La sentenza n. 10658/2024 della Corte di Cassazione, Sez. IV Penale ha deciso sulla responsabilità penale del farmacista in riferimento all’uso off-label dei farmaci dimagranti.
I FATTI
Nel mese di marzo 2015 una giovane donna si rivolgeva al titolare di una farmacia noto anche per l’esercizio di fatto della attività di dietologo per iniziare una dieta nonostante pesasse 60 chili e fosse alta 1,72. Il sanitario assicurava un trattamento che avrebbe consentito una rapida perdita di peso.
Nell’occasione non veniva espletata una visita medica né venivano disposte analisi di laboratorio né predisposta una vera e propria dieta con l’indicazione dei pasti e le relative quantità. Il trattamento dimagrante era costituito unicamente dalla somministrazione di pillole preparate dal farmacista con assunzione prima dei pasti principali (quattro al mattino, quattro prima di pranzo e quattro prima di cena). La confezione di prodotto aveva un costo di circa 250 euro.
Secondo il farmacista il trattamento avrebbe eliminato le calorie introdotte con il cibo ed avrebbe assicurato il dimagrimento a prescindere da ciò che la paziente mangiava.
La giovane già nell’immediatezza del trattamento avvertiva una perdita totale dell'appetito, una continua sete, conati di vomito ed un senso di spossatezza tale da alterare negativamente la qualità della vita al di là del dimagrimento registrato. Il farmacista informato dei disturbi consigliava di continuare il trattamento, ma i sintomi evolvevano in senso peggiorativo con dissenteria, vomito, paralisi degli arti inferiori, delle mani, della testa, interruzione del ciclo, perdita dei capelli.
I primi giorni del mese di luglio 2015 la paziente veniva così ricoverata presso una struttura sanitaria dalla quale, viste le gravi condizioni, veniva trasferita per essere infine dimessa molti giorni dopo sebbene provata e non ancora in buone condizioni di salute.

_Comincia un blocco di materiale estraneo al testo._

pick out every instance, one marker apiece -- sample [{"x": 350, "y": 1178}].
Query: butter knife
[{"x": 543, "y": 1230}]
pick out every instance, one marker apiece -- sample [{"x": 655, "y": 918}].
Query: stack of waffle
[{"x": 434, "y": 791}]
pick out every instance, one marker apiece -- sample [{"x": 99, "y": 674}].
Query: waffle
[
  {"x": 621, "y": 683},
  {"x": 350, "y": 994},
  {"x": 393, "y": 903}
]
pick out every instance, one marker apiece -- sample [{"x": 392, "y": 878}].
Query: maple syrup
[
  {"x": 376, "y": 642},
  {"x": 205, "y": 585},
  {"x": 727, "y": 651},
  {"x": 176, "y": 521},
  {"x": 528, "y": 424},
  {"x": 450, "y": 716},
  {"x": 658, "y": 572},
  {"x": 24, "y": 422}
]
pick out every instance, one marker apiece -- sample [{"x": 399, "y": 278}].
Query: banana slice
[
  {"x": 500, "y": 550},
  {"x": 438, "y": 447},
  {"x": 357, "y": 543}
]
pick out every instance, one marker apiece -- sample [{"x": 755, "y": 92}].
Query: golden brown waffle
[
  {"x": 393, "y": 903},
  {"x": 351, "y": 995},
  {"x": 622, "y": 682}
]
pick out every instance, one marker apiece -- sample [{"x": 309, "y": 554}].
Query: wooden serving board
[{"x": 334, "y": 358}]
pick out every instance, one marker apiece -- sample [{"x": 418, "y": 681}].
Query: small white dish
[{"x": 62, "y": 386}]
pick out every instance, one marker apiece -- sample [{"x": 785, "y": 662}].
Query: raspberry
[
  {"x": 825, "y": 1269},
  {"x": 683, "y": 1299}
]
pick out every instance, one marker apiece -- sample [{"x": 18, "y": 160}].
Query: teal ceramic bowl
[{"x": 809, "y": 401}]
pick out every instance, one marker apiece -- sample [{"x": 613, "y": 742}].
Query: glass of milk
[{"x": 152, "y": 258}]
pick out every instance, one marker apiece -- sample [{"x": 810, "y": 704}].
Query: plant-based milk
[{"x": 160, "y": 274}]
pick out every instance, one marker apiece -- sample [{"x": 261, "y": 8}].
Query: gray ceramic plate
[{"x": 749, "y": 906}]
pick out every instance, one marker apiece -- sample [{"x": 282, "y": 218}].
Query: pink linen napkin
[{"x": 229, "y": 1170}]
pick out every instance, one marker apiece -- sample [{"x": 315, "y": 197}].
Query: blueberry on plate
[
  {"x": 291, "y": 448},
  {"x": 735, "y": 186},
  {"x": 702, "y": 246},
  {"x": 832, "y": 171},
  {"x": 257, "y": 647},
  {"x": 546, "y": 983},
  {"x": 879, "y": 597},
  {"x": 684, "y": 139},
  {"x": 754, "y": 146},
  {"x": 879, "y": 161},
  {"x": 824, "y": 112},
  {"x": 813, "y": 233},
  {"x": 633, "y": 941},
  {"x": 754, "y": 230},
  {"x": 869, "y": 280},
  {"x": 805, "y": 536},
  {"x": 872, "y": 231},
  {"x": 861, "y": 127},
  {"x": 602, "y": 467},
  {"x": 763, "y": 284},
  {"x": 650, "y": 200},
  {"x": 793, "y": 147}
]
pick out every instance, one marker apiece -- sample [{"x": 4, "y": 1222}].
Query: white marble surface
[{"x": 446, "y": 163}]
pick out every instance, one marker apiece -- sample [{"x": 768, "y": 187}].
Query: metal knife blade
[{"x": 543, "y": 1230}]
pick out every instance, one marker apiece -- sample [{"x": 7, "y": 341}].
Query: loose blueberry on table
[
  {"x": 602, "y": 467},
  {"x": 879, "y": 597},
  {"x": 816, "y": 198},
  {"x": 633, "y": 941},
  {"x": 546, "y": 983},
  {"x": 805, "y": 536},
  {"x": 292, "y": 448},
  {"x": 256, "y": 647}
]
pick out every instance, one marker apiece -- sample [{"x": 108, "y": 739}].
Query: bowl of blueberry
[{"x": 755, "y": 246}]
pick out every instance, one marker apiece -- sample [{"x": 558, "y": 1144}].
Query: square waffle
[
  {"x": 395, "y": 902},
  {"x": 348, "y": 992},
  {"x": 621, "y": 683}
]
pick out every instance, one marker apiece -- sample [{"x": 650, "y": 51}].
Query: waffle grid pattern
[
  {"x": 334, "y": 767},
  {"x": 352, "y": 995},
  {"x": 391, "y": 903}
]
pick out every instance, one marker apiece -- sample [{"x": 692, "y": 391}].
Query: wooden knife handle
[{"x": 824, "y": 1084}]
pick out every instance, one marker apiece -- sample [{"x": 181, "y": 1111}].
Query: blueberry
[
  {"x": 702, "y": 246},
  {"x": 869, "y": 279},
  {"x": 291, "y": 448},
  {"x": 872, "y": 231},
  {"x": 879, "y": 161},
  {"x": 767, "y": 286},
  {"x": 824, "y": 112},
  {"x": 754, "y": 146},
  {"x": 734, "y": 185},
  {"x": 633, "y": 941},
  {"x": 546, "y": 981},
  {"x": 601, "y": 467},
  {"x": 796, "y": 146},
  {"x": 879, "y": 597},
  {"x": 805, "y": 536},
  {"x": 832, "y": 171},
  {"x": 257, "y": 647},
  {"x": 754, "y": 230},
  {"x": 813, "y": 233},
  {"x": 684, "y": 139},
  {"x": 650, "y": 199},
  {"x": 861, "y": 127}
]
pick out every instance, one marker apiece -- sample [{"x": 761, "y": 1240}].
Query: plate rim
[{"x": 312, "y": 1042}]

Una volta dimessa, non era ancora in buone condizioni di salute; nel mese di settembre si recava per una consulenza da un medico che dopo aver visionato la cartella clinica esprimeva le sue valutazioni confluite poi in una relazione tecnica.

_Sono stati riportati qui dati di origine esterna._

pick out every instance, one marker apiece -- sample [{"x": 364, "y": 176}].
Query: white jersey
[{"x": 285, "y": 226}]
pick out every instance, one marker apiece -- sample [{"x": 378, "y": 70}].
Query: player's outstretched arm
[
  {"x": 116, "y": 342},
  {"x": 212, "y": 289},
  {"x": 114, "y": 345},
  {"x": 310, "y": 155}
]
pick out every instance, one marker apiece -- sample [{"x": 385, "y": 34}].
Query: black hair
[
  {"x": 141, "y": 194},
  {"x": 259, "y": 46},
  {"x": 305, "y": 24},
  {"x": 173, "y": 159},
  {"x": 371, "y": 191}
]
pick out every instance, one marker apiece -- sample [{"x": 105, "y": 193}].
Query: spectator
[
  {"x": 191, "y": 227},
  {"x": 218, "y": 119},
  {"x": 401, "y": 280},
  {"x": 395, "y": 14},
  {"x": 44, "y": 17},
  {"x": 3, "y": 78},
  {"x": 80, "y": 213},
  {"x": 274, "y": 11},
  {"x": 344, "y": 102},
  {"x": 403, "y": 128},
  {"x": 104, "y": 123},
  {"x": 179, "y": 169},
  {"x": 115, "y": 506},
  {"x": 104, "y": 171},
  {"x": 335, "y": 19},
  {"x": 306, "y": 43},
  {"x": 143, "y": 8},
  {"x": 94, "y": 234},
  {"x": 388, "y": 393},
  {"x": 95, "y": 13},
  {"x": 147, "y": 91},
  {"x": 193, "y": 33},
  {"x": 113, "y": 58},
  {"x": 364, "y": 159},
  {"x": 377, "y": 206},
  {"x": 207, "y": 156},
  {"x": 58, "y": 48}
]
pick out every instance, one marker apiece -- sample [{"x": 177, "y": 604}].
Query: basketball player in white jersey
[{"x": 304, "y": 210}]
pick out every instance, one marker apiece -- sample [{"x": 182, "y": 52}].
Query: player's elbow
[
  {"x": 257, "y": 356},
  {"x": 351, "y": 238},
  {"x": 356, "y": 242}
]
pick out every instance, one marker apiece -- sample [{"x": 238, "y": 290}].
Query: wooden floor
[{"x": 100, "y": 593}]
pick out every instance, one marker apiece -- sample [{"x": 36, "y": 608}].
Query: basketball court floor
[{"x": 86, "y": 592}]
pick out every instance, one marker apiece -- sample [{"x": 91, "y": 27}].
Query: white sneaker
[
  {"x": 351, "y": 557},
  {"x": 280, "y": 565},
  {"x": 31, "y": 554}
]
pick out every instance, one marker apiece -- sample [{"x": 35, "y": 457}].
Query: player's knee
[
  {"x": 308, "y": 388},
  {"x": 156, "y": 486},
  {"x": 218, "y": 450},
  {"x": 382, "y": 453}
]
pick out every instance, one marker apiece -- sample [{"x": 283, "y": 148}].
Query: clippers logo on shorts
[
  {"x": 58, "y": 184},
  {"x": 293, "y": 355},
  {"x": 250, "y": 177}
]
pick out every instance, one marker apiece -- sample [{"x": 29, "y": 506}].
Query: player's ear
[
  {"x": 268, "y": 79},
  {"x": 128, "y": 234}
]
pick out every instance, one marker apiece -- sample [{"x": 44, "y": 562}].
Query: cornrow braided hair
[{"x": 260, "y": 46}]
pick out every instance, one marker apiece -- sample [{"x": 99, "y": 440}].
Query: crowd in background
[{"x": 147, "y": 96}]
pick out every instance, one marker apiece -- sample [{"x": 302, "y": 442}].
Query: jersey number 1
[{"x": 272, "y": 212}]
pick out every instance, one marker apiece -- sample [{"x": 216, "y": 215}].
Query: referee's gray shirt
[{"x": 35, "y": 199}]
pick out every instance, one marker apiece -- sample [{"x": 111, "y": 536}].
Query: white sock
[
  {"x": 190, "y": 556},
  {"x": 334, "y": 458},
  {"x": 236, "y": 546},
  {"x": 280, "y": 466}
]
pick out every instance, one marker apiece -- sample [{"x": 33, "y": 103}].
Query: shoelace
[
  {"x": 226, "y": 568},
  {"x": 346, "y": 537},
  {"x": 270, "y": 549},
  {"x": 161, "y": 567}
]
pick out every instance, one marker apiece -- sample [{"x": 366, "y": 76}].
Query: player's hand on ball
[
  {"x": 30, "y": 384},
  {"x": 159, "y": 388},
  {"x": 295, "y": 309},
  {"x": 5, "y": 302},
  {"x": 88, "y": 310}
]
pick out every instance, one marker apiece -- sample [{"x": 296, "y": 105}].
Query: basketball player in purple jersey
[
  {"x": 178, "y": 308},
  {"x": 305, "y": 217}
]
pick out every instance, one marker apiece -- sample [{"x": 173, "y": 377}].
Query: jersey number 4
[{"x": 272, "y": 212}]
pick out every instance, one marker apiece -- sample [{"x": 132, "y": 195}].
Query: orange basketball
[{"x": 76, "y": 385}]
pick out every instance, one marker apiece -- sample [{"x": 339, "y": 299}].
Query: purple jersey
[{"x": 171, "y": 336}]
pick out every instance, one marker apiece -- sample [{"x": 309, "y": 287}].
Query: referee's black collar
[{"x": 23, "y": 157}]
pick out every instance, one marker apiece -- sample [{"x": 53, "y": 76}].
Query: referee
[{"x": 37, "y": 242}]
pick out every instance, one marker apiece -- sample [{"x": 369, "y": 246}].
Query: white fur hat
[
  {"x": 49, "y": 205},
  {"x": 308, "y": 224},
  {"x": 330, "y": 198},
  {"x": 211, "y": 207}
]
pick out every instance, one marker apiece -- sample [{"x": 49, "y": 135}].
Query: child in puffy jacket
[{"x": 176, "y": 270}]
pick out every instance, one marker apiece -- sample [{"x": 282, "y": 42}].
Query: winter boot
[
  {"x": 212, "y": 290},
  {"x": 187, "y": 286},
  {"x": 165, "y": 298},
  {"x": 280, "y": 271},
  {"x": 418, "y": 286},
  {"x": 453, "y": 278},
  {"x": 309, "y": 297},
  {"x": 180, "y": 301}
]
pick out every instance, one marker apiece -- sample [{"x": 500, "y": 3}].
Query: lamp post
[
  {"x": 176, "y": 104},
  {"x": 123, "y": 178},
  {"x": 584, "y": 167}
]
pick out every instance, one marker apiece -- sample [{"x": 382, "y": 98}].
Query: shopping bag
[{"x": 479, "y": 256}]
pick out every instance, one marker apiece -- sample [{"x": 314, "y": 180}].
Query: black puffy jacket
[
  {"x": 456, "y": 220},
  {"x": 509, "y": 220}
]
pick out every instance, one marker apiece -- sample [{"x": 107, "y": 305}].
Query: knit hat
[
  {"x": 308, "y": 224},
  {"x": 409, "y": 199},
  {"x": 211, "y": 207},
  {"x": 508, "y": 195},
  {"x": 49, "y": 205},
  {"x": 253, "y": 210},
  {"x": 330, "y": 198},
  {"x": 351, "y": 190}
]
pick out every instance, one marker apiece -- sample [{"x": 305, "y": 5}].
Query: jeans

Nel corso dell’istruttoria veniva accertato che le pillole vendute contenevano oltre a diuretici e vitamine, efedrina (sostanza solitamente usata per la cura dell'asma ma che nelle diete agisce aumentando il metabolismo cellulare e stimolando la secrezione di catecolamine) e naxeltrone (che é un antagonista degli oppiacei e che riduce l'attività dei centri cerebrali che controllano la sensazione di piacere collegata all'ingestione del cibo ma che é anche fortemente epatotossico e va dunque somministrato solo in caso di assoluta necessità): si trattava di farmaci "of label" senza alcuna valutazione del rapporto tra costi e benefici, senza adeguata valutazione clinica, senza ricetta, al di fuori dei canoni previsti dalla legge 94/98 (c.d. legge Di Bella) e del Codice deontologico. Il soggetto inoltre, essendo un farmacista, non era neanche abilitato a somministrarli.
LE PRONUNCE
Il Giudice di primo grado ha ritenuto la sussistenza del reato di lesioni colpose ravvisando la sussistenza del nesso di causalità tra il trattamento somministrato e le lesioni patite.

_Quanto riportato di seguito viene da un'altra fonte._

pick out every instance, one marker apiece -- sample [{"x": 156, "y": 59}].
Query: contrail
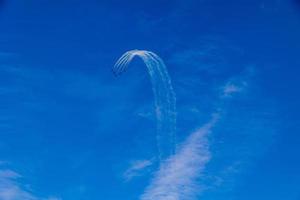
[
  {"x": 165, "y": 100},
  {"x": 178, "y": 176}
]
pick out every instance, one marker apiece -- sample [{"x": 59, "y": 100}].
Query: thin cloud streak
[
  {"x": 136, "y": 168},
  {"x": 178, "y": 177},
  {"x": 10, "y": 189}
]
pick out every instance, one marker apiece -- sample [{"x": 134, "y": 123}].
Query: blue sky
[{"x": 71, "y": 130}]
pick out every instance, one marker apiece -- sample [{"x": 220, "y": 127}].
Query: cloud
[
  {"x": 136, "y": 167},
  {"x": 11, "y": 189},
  {"x": 178, "y": 177},
  {"x": 231, "y": 88}
]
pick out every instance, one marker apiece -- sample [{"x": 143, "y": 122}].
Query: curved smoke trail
[{"x": 165, "y": 101}]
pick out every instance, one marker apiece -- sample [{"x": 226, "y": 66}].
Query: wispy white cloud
[
  {"x": 135, "y": 168},
  {"x": 11, "y": 189},
  {"x": 177, "y": 178},
  {"x": 232, "y": 88}
]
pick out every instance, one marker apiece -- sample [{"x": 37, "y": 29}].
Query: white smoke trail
[
  {"x": 165, "y": 101},
  {"x": 177, "y": 177}
]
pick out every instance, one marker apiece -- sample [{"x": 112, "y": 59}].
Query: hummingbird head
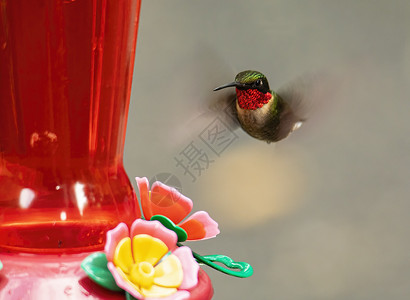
[{"x": 252, "y": 89}]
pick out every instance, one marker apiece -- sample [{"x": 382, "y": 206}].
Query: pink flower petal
[
  {"x": 169, "y": 202},
  {"x": 122, "y": 283},
  {"x": 179, "y": 295},
  {"x": 155, "y": 229},
  {"x": 143, "y": 187},
  {"x": 114, "y": 236},
  {"x": 189, "y": 266},
  {"x": 200, "y": 226}
]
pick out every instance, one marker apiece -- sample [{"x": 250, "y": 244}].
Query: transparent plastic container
[{"x": 65, "y": 81}]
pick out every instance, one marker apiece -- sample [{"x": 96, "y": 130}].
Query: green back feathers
[{"x": 253, "y": 79}]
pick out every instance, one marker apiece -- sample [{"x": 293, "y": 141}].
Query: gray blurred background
[{"x": 323, "y": 214}]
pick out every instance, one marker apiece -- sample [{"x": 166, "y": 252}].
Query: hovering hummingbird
[{"x": 261, "y": 112}]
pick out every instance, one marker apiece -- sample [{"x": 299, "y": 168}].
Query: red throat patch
[{"x": 252, "y": 98}]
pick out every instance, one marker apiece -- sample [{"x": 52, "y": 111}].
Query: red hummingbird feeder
[{"x": 65, "y": 82}]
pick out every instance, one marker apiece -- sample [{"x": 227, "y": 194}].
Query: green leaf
[
  {"x": 235, "y": 268},
  {"x": 181, "y": 233},
  {"x": 95, "y": 265}
]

Avverso la sentenza di primo grado il farmacista ha proposto ricorso per cassazione, tuttavia la Cassazione ha ribadito la pronuncia del giudice di primo grado stabilendo inoltre:
- il termine per proporre la querela inizia a decorrere non già dal momento in cui la persona offesa ha avuto consapevolezza della patologia contratta, bensì da quello, eventualmente successivo, in cui la stessa sia venuta a conoscenza della possibilità che sulla menzionata patologia abbiano influito errori diagnostici o terapeutici dei sanitari che l’hanno curata (Cassazione, sez. IV: n. 35424 del 11/11/2020 e n. 21527 del 2015).
La paziente aveva potuto acquisire la consapevolezza della riconducibilità del fatto lesivo all’imperizia del farmacista soltanto in occasione della consegna della cartella clinica, avvenuta a distanza di parecchi mesi dalla manifestazione della sintomatologia.
- la prescrizione inizia a decorrere dal momento dell’insorgenza della malattia “in fieri”, anche se non ancora stabilizzata in termini di irreversibilità o di impedimento permanente (Cassazione, sez. IV: n. 18347 del 29/04/2021; n.44335 del 11/10/2016 e n.8904 del 08/11/2011).